Der BGH bleibt auch in diesem Fall seiner bisherigen Rechtsprechung treu (ZEV 06, 270). Danach kann der Wahrnehmungsberechtigte – hier der Sohn der M – für diese wegen der Verletzung postmortaler Persönlichkeitsrechte nur Abwehransprüche durchsetzen. Geldentschädigungsansprüche sind nach Meinung des BGH ohnehin nur bei schweren Persönlichkeitsverletzungen zuzubilligen und diese können auch nur lebenden Personen zukommen. Denn dem Verstorbenen selbst könne keine Genugtuung für seine Persönlichkeitsrechtsverletzung mehr verschafft werden. 

 

Der BGH verwirft den Gedanken der Prävention. Dieser könne eingreifen, um Zwangskommerzialisierung zu vermeiden. Aber auch hier fehle es am Rechtsträger für einen Anspruch auf eine Geldentschädigung. Dieser Anspruch könne nur lebenden Personen gewährt werden. 

 

Der BGH verneint auch geldwerte Ansprüche der M wegen Verletzung postmortaler Persönlichkeitsrechte und wiederholt seine Ansicht, dass Persönlichkeitsrechte mit geldwerten Elementen zwar auf den Erben übergehen und von diesem weiter verfolgt werden können (vgl. z.B. BGHZ 20, 345 „Paul Dahlke“). Diese Voraussetzungen seien hier aber auch nicht gegeben, da in der Person der M solche kommerziellen Interessen nicht bestanden. Denn M sei der Öffentlichkeit nicht bekannt gewesen, auch sei ihrer Abbildung kein wirtschaftlicher Wert zugekommen. Hieran ändere auch die Tatsache nichts, dass die Familientragödie um M der Öffentlichkeit bekannt geworden sei.  

 

Auch für den klagenden Sohn von M verneint der BGH Geldentschädigungsansprüche. Zwar wäre ein Schadenersatzanspruch auch für S wegen einer schwerwiegenden Verletzung seines Persönlichkeitsrechts denkbar. Allerdings scheitere dieser hier daran, dass der Sohn selbst durch die Ausstrahlung des Filmbeitrags mit den Bildern der toten M nicht in seinem allgemeinen Persönlichkeitsrecht unmittelbar verletzt worden sei. Es reiche hier u.a. nicht aus, dass der Sohn sich durch die Berichterstattung „persönlich“ betroffen fühle. 

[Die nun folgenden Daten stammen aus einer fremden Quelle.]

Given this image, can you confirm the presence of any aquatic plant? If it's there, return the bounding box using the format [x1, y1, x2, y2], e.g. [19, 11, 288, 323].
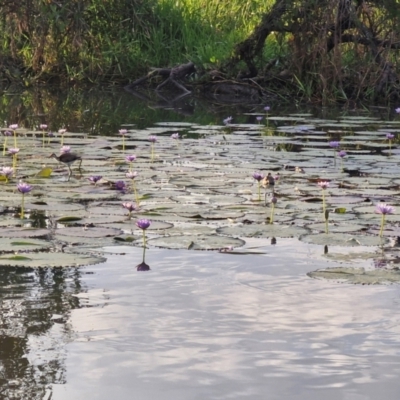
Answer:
[329, 141, 340, 149]
[58, 128, 67, 146]
[318, 181, 329, 233]
[39, 124, 47, 147]
[114, 181, 126, 192]
[147, 135, 158, 162]
[3, 131, 12, 156]
[338, 150, 347, 171]
[122, 202, 138, 218]
[222, 116, 233, 126]
[60, 146, 71, 154]
[269, 196, 278, 224]
[136, 219, 151, 263]
[8, 148, 19, 174]
[386, 133, 394, 155]
[47, 132, 55, 145]
[1, 167, 14, 183]
[17, 182, 32, 219]
[264, 106, 271, 128]
[125, 171, 139, 205]
[375, 203, 395, 237]
[118, 129, 128, 151]
[125, 154, 136, 172]
[8, 124, 18, 147]
[88, 175, 102, 186]
[253, 172, 264, 201]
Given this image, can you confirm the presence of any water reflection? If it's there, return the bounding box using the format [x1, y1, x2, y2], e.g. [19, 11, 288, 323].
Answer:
[0, 267, 83, 400]
[136, 261, 150, 271]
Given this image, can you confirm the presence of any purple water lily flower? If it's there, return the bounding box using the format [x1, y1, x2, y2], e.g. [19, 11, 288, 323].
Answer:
[329, 141, 340, 148]
[136, 261, 150, 271]
[17, 182, 32, 194]
[60, 146, 71, 154]
[375, 203, 394, 215]
[375, 203, 395, 237]
[318, 181, 329, 189]
[125, 171, 138, 179]
[136, 219, 151, 230]
[222, 117, 233, 125]
[125, 155, 136, 163]
[1, 167, 14, 178]
[88, 175, 102, 185]
[0, 167, 14, 183]
[253, 172, 264, 182]
[115, 181, 126, 192]
[122, 203, 138, 215]
[147, 135, 158, 143]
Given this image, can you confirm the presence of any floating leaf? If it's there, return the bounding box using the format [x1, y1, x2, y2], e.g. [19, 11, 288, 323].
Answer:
[0, 252, 106, 268]
[36, 167, 53, 178]
[148, 235, 245, 250]
[307, 267, 400, 285]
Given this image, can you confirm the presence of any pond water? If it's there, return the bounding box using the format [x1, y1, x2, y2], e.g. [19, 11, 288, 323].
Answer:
[0, 88, 400, 400]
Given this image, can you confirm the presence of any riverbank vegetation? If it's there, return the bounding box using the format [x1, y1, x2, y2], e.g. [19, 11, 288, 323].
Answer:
[0, 0, 400, 103]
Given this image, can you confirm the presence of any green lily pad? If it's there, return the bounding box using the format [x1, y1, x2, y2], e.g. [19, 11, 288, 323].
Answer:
[217, 224, 308, 238]
[56, 227, 122, 238]
[300, 232, 387, 247]
[147, 235, 245, 250]
[0, 238, 52, 253]
[307, 267, 400, 285]
[0, 252, 106, 268]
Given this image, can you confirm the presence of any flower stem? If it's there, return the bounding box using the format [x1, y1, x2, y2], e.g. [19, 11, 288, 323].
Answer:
[13, 153, 17, 177]
[324, 210, 329, 234]
[143, 229, 146, 262]
[21, 193, 25, 219]
[132, 180, 139, 206]
[379, 214, 385, 237]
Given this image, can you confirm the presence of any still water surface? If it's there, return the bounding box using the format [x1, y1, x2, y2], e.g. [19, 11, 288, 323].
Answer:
[0, 89, 400, 400]
[1, 239, 400, 400]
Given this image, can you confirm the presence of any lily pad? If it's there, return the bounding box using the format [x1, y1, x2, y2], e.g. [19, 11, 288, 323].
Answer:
[217, 224, 308, 238]
[147, 235, 245, 250]
[0, 252, 106, 268]
[300, 233, 387, 247]
[307, 267, 400, 285]
[0, 238, 52, 253]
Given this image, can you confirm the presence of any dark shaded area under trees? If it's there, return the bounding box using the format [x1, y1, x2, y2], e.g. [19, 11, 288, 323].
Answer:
[0, 0, 400, 102]
[128, 0, 400, 102]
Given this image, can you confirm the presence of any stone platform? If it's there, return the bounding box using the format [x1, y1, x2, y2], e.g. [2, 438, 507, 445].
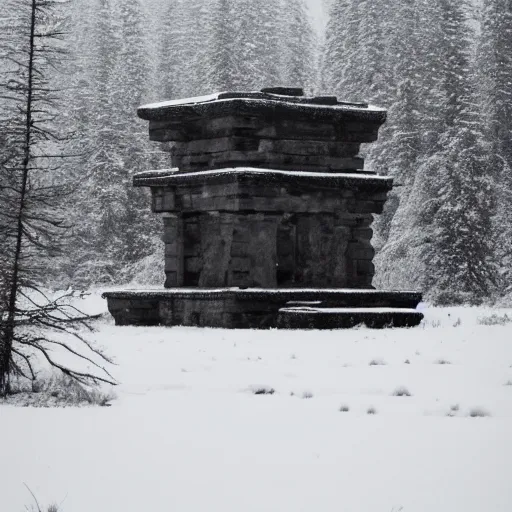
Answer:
[103, 288, 423, 329]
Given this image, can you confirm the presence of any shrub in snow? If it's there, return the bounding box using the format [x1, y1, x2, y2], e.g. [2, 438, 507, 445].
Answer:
[4, 374, 116, 407]
[250, 386, 276, 395]
[469, 407, 491, 418]
[392, 386, 411, 396]
[368, 359, 387, 366]
[477, 314, 512, 325]
[446, 404, 459, 418]
[24, 484, 60, 512]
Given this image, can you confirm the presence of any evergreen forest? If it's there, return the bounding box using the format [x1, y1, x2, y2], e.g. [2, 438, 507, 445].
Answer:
[0, 0, 512, 304]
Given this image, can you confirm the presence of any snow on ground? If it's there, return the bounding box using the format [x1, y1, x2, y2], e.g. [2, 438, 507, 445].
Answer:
[0, 295, 512, 512]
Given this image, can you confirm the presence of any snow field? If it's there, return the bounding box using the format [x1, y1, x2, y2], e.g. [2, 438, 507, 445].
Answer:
[0, 296, 512, 512]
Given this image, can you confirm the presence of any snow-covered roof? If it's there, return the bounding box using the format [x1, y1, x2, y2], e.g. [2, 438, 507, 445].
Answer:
[133, 167, 393, 190]
[102, 288, 421, 304]
[137, 88, 386, 123]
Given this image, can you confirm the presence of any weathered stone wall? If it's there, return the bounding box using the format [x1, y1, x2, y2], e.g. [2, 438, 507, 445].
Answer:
[155, 116, 376, 171]
[155, 181, 383, 288]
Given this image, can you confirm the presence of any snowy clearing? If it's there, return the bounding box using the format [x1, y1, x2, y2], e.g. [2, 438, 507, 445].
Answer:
[0, 295, 512, 512]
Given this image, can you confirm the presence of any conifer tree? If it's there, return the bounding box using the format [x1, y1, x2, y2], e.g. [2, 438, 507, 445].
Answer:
[0, 0, 112, 396]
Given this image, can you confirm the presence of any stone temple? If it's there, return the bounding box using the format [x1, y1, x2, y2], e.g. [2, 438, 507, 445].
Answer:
[104, 88, 423, 329]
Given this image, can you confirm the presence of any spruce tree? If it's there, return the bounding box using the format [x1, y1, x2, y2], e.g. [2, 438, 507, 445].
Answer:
[0, 0, 112, 396]
[477, 0, 512, 296]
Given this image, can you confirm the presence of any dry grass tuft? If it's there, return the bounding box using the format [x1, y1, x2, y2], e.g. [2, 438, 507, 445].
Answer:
[391, 386, 411, 396]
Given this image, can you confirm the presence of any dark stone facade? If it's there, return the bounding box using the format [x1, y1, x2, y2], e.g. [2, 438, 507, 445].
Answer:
[106, 89, 422, 328]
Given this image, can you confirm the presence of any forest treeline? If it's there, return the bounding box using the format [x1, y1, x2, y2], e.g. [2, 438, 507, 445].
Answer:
[0, 0, 512, 303]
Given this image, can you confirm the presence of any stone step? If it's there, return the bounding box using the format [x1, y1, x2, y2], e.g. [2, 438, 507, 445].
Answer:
[277, 303, 423, 329]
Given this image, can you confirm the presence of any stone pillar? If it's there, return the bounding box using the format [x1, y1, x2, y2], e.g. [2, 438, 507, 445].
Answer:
[163, 213, 184, 288]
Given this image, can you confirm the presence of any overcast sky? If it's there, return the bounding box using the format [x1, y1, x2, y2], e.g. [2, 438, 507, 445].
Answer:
[306, 0, 325, 31]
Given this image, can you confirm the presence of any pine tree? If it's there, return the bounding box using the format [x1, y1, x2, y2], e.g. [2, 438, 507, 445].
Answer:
[0, 0, 112, 396]
[477, 0, 512, 295]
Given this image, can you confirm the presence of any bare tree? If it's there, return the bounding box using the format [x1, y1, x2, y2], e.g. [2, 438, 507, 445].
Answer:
[0, 0, 114, 396]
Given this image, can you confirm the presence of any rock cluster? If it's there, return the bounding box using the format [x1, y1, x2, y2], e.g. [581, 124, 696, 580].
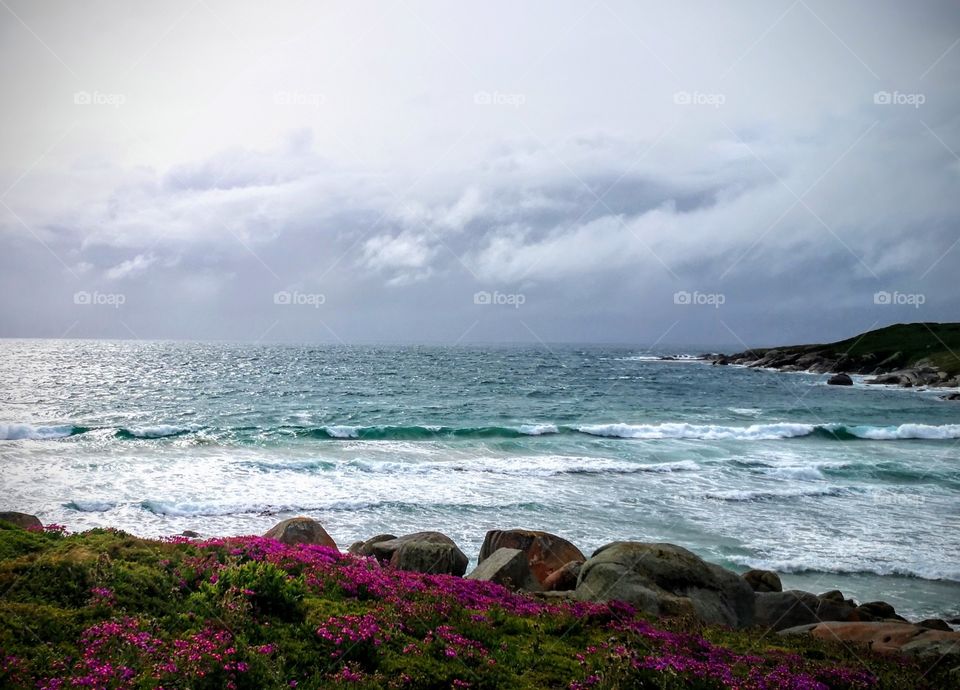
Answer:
[0, 512, 960, 657]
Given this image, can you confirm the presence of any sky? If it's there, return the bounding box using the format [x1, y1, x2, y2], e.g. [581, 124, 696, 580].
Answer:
[0, 0, 960, 349]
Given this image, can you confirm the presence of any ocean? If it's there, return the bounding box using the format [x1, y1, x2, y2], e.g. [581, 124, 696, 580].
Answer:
[0, 340, 960, 618]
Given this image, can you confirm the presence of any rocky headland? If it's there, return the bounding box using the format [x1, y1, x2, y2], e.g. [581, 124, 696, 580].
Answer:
[703, 323, 960, 392]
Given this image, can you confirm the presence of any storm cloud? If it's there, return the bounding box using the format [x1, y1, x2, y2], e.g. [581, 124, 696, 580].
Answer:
[0, 0, 960, 346]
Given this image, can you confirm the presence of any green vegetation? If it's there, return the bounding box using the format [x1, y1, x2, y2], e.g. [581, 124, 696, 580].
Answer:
[736, 322, 960, 377]
[0, 523, 952, 690]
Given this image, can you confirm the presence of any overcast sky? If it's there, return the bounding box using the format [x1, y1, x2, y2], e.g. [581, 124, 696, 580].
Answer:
[0, 0, 960, 346]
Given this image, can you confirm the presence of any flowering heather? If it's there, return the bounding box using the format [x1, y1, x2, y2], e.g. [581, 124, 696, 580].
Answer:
[0, 529, 945, 690]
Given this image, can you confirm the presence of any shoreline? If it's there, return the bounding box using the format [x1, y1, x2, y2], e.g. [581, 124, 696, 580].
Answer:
[0, 511, 960, 630]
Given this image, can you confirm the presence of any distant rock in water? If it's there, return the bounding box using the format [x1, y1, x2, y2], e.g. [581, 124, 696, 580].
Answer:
[0, 511, 43, 529]
[263, 517, 337, 549]
[576, 541, 755, 628]
[478, 529, 587, 585]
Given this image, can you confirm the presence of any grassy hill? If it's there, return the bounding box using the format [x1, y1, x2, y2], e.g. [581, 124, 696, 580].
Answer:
[0, 522, 955, 690]
[727, 322, 960, 378]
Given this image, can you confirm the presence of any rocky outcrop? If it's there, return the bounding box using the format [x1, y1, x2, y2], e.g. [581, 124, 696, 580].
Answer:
[370, 532, 468, 575]
[263, 517, 337, 549]
[848, 601, 907, 623]
[753, 590, 820, 630]
[575, 542, 754, 628]
[347, 534, 397, 556]
[467, 548, 542, 592]
[543, 561, 583, 592]
[778, 622, 960, 663]
[390, 541, 467, 577]
[708, 323, 960, 388]
[740, 570, 783, 592]
[0, 511, 43, 529]
[477, 529, 587, 585]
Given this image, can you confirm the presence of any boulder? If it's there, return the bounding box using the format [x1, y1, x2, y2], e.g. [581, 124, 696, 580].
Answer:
[381, 541, 467, 576]
[753, 590, 820, 630]
[347, 534, 397, 556]
[576, 542, 754, 627]
[263, 517, 337, 549]
[543, 561, 583, 592]
[370, 532, 468, 575]
[467, 548, 540, 592]
[0, 511, 43, 529]
[740, 570, 783, 592]
[778, 622, 960, 663]
[477, 529, 587, 584]
[850, 601, 907, 622]
[817, 595, 857, 621]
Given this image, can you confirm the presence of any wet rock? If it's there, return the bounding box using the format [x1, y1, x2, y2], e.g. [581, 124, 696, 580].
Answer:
[388, 541, 468, 576]
[467, 548, 540, 591]
[477, 529, 587, 585]
[778, 622, 960, 663]
[347, 534, 397, 556]
[753, 590, 820, 630]
[263, 517, 337, 549]
[576, 542, 754, 627]
[0, 511, 43, 529]
[740, 570, 783, 592]
[543, 561, 583, 592]
[370, 532, 468, 575]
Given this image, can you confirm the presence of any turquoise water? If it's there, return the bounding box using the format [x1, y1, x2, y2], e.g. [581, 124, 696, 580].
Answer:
[0, 340, 960, 616]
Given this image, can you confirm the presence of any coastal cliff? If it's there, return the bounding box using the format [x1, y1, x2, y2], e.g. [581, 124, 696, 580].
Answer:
[707, 322, 960, 388]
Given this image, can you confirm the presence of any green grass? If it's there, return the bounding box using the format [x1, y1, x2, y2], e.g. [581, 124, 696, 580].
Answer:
[753, 322, 960, 376]
[0, 522, 958, 690]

Praxishinweis: Auch diese Entscheidung ist in der Literatur kritisiert worden. Die Kritik richtet sich insbesondere dagegen, dass bei einem nicht prominenten Bürger mögliche vermögensrechtliche Bestandteile des Persönlichkeitsrechts nicht auf den Erben übergehen. Dies führe u.a. dazu, dass Persönlichkeitsmerkmale von „Normalbürgern“ gemeinfrei würden (Jung, Die Vererblichkeit des Allgemeinen Persönlichkeitsrecht, 2005, S. 143; Balthasar, ZEV 06, X, in der Rezension zu Wortmann, Die Vererblichkeit vermögensrechtlicher Bestandteile des Persönlichkeitsrechts; Fischer, ZEV 06, 273).